Since I have a background in graphic design, I am used to working with HSB color mode, so I changed the color mode at the beginning to keep the entire portrait consistent. For more specific colors, I searched for their hex codes online and used them directly. The rest of the code was taken from the p5.js library. For the animation, I used the mousePressed function and created a tongueOut function so that the tongue only appears when the self portrait is clicked.
Code I Am Proud Of
// Tongue animation
let tongueOut = false;
// Tongue out or in when clicked
if (tongueOut) {
fill("#C76A6A");
noStroke();
arc(305, 372, 40, 55, 0, PI);
}
//Tounge animation
function mousePressed() {
tongueOut = !tongueOut;
I am especially proud of how I managed to make the tongue animation work, because deciding how to implement it took a lot of trial and error. At first, I wanted the tongue to move along the x axis of the mouse as it moved across the screen. However, this required setting limits, otherwise the tongue would move outside the mouth area and even beyond the canvas. When I finally achieved this, I did not like the result because the movement was not very noticeable unless the mouse moved a lot.

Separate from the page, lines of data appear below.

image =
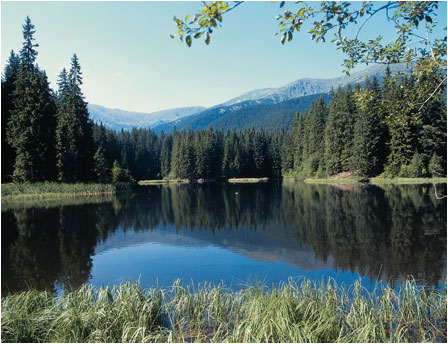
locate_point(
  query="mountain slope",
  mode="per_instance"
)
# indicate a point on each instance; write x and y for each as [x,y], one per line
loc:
[256,108]
[307,86]
[250,114]
[117,119]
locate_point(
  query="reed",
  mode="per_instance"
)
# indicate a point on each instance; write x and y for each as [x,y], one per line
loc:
[296,311]
[45,190]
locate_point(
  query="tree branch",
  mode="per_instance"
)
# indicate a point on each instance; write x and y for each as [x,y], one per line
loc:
[432,94]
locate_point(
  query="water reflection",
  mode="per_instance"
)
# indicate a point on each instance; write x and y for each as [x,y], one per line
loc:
[384,233]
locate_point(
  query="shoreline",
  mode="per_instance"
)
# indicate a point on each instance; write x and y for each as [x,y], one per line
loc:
[11,192]
[304,311]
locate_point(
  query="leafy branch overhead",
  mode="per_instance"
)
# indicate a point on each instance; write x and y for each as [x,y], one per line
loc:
[323,18]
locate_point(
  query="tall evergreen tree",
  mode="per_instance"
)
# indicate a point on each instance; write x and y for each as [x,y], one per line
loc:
[30,128]
[74,132]
[9,78]
[400,124]
[314,138]
[339,131]
[165,154]
[367,131]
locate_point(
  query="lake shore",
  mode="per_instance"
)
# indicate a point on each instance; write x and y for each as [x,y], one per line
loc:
[12,192]
[296,311]
[374,181]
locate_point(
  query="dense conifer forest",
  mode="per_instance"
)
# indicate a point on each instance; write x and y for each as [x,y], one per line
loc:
[370,129]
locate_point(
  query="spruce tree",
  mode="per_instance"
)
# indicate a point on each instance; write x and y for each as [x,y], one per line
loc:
[400,124]
[314,134]
[30,129]
[74,132]
[339,131]
[165,154]
[9,78]
[367,131]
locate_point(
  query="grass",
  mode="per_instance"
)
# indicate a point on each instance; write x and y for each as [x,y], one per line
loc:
[17,204]
[332,180]
[379,180]
[293,312]
[247,180]
[46,190]
[163,181]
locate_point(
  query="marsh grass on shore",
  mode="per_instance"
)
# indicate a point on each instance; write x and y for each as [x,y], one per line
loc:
[293,312]
[45,190]
[404,181]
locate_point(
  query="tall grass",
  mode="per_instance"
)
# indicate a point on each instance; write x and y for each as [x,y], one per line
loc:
[17,192]
[293,312]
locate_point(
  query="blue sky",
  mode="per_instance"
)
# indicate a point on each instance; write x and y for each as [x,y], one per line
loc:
[130,62]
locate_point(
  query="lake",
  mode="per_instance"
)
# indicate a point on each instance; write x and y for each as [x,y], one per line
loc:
[234,233]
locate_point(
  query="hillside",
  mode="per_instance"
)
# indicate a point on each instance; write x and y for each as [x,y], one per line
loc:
[270,108]
[249,114]
[117,119]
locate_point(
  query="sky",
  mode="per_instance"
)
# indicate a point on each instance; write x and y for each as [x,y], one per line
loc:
[129,61]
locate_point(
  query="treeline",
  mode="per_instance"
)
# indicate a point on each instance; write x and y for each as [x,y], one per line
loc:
[47,135]
[209,154]
[394,129]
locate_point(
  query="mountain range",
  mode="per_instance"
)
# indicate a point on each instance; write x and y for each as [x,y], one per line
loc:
[270,108]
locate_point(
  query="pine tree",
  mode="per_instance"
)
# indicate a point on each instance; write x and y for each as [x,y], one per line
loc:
[367,131]
[9,78]
[165,154]
[74,132]
[314,134]
[339,131]
[101,169]
[400,124]
[30,129]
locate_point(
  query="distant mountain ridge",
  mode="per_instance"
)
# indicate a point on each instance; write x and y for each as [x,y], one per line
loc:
[248,114]
[117,119]
[308,86]
[234,113]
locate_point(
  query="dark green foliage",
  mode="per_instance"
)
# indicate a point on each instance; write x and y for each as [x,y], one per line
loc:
[415,169]
[74,133]
[339,131]
[101,170]
[31,126]
[367,148]
[401,127]
[435,167]
[9,78]
[366,131]
[121,175]
[165,154]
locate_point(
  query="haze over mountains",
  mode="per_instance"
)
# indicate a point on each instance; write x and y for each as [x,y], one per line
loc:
[270,108]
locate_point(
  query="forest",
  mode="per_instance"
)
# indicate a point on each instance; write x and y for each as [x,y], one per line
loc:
[368,129]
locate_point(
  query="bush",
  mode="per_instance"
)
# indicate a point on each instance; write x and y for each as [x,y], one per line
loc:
[121,175]
[435,166]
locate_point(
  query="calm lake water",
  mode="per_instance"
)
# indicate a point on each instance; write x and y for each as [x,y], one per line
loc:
[232,233]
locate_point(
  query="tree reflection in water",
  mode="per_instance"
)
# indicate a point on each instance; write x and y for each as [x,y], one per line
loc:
[387,232]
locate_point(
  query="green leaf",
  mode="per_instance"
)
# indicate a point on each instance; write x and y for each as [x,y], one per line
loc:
[283,39]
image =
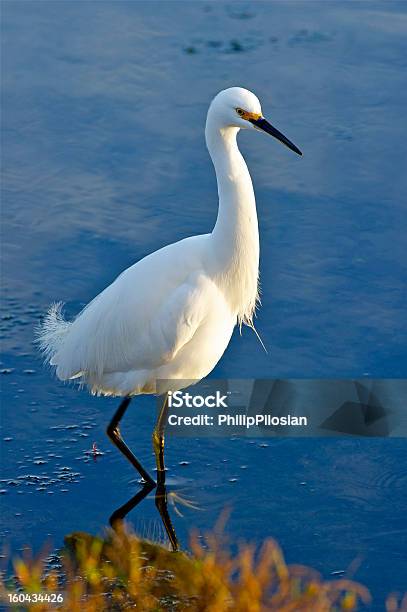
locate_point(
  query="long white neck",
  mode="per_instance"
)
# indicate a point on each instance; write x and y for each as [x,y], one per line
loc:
[235,237]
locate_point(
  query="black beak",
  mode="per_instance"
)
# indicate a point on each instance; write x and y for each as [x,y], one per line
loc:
[263,124]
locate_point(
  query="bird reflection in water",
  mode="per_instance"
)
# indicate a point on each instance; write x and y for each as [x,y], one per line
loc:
[162,497]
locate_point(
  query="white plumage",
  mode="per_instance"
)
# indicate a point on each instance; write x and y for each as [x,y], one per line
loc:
[170,316]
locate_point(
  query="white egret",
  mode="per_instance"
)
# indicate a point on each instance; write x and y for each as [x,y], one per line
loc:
[170,316]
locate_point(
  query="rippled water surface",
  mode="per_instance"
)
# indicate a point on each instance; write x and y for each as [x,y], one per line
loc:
[105,161]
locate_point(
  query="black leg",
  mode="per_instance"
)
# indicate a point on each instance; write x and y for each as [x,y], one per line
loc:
[113,432]
[158,441]
[162,507]
[119,514]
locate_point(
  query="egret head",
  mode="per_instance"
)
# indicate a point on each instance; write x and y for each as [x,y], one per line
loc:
[240,108]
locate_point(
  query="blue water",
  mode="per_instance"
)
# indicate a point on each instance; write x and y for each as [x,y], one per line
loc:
[104,161]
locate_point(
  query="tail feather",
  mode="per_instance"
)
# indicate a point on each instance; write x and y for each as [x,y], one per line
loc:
[51,332]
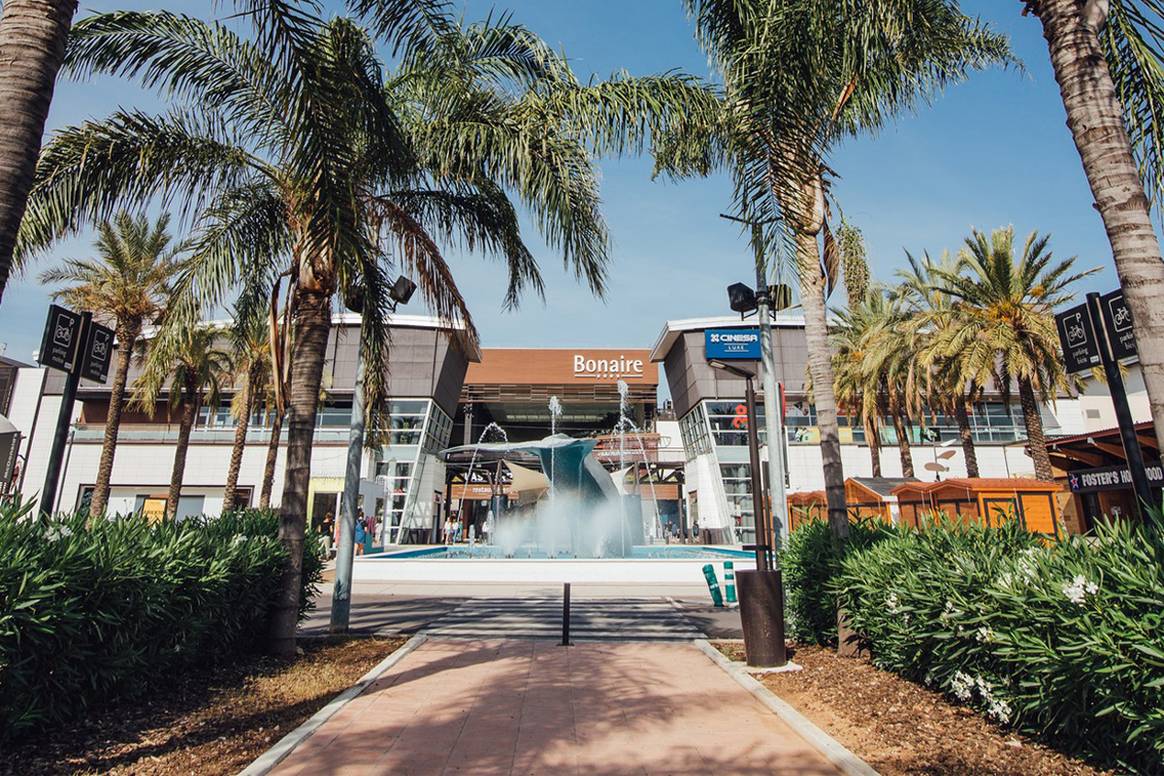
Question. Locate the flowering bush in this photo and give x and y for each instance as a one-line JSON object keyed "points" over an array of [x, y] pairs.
{"points": [[1062, 640], [105, 609], [808, 562]]}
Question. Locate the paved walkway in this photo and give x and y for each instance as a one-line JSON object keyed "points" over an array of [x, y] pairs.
{"points": [[525, 706]]}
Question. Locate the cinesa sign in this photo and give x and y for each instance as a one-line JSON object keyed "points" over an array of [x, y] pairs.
{"points": [[604, 369]]}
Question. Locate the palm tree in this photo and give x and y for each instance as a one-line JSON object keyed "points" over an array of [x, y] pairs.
{"points": [[192, 369], [801, 76], [875, 350], [948, 386], [857, 391], [33, 36], [126, 286], [1106, 61], [252, 358], [1005, 328], [300, 148]]}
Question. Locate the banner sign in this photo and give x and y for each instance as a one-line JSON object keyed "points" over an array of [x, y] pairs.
{"points": [[732, 343], [97, 353], [1104, 478], [62, 339], [1080, 350], [1118, 320]]}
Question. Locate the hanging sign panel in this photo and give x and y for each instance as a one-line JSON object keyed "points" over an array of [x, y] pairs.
{"points": [[742, 344]]}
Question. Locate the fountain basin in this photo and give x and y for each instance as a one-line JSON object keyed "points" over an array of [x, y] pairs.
{"points": [[680, 564]]}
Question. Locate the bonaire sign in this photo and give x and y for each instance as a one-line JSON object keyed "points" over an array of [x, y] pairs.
{"points": [[620, 367]]}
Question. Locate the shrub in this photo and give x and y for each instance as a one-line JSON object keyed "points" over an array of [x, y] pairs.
{"points": [[1063, 640], [808, 563], [107, 609]]}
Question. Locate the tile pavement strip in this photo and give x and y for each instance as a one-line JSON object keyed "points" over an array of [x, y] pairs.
{"points": [[530, 706], [838, 755]]}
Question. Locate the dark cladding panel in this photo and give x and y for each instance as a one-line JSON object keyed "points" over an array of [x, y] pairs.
{"points": [[691, 379]]}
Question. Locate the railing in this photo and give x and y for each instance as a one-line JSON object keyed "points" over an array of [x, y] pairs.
{"points": [[86, 434]]}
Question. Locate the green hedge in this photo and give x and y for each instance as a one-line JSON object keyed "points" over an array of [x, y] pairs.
{"points": [[101, 610], [808, 563], [1063, 641]]}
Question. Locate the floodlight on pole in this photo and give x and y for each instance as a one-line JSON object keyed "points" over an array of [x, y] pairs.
{"points": [[341, 592]]}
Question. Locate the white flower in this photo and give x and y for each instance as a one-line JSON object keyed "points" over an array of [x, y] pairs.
{"points": [[58, 532], [962, 685], [999, 710], [1078, 589]]}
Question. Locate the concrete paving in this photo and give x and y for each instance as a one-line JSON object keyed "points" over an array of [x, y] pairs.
{"points": [[399, 610], [529, 706]]}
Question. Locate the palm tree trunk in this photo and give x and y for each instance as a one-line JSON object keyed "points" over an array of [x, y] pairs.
{"points": [[272, 454], [126, 340], [236, 449], [1036, 442], [873, 436], [312, 325], [901, 427], [33, 35], [1094, 118], [189, 412], [967, 438], [820, 365]]}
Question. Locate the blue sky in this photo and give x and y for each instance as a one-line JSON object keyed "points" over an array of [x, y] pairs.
{"points": [[989, 152]]}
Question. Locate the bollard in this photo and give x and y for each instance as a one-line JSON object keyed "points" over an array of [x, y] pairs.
{"points": [[566, 614], [709, 574]]}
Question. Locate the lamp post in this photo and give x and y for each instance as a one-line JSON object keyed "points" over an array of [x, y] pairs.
{"points": [[761, 596], [341, 591]]}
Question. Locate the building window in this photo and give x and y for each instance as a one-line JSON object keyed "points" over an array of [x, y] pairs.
{"points": [[737, 479]]}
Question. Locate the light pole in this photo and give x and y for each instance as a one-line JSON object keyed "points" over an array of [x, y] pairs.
{"points": [[341, 591], [773, 406], [761, 596]]}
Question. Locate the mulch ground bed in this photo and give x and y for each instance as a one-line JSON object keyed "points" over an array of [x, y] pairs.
{"points": [[901, 727], [208, 721]]}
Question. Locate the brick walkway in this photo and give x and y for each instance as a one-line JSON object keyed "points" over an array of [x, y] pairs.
{"points": [[520, 706]]}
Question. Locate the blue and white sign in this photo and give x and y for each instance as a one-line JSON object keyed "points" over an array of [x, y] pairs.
{"points": [[732, 343]]}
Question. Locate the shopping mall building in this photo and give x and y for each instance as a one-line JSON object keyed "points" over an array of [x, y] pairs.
{"points": [[688, 454]]}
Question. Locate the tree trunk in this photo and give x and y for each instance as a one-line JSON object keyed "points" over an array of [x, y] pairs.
{"points": [[189, 412], [1036, 442], [1095, 120], [820, 365], [967, 438], [901, 427], [126, 340], [33, 35], [272, 454], [310, 347], [873, 436], [240, 443]]}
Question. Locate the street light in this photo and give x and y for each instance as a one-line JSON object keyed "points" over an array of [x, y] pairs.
{"points": [[341, 591], [761, 596]]}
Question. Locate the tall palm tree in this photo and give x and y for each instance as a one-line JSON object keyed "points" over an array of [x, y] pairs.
{"points": [[800, 77], [1106, 59], [250, 355], [126, 286], [857, 391], [33, 36], [300, 147], [948, 385], [1005, 328], [192, 368]]}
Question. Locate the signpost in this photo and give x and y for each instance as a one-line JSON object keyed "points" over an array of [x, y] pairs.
{"points": [[75, 344], [1099, 332]]}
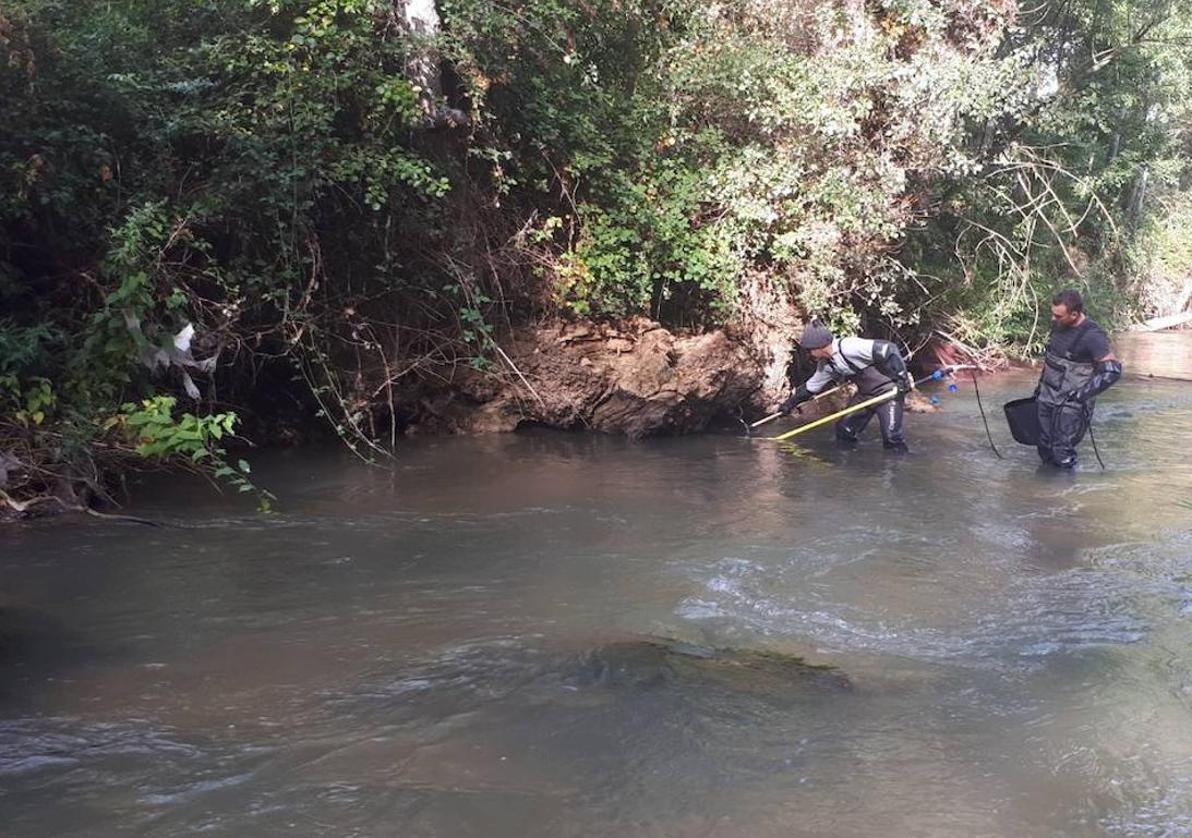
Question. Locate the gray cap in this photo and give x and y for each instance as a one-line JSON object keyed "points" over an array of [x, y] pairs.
{"points": [[815, 336]]}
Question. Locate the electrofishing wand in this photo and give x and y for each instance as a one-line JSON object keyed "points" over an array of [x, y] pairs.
{"points": [[938, 374]]}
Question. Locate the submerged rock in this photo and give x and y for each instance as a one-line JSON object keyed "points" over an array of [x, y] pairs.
{"points": [[657, 662]]}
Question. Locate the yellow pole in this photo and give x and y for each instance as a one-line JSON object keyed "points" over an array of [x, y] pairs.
{"points": [[839, 414]]}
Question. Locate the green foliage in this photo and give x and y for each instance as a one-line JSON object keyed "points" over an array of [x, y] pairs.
{"points": [[157, 435], [295, 186]]}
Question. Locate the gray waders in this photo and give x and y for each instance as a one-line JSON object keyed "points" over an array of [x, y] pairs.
{"points": [[1062, 419]]}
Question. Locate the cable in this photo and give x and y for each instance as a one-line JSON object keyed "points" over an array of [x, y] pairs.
{"points": [[981, 408], [1093, 440]]}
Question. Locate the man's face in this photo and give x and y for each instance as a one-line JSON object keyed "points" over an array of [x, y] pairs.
{"points": [[1062, 317]]}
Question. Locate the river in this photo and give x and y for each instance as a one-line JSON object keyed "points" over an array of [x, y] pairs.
{"points": [[526, 635]]}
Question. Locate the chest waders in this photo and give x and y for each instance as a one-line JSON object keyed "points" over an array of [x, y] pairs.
{"points": [[871, 382], [1062, 421]]}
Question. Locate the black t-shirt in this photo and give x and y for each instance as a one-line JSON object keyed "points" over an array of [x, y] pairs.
{"points": [[1085, 343]]}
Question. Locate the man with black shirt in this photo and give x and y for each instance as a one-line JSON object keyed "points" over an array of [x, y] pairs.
{"points": [[1079, 365]]}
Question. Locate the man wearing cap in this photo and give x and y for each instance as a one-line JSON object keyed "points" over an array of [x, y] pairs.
{"points": [[875, 366]]}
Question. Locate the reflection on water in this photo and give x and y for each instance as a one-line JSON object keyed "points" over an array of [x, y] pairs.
{"points": [[465, 644]]}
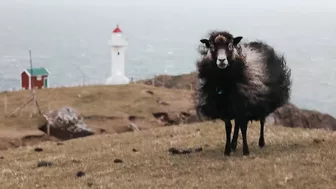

After experimenting more, I explored other mouse related functions and realized that using mousePressed would allow the tongue to appear and disappear completely. This interaction felt much cleaner and more intentional, so I decided to implement it this way.
Reflection
Overall, I really enjoyed this project and learned a lot, especially considering it was my first time using a program like this and my first time discovering that it is possible to draw using code. I understood everything I was doing, and the more I played with numerical values and visual elements, the more connected I felt to my own drawing. For a future project, I would like to challenge myself even more by creating animation without using the mouse and by experimenting with different types of shapes.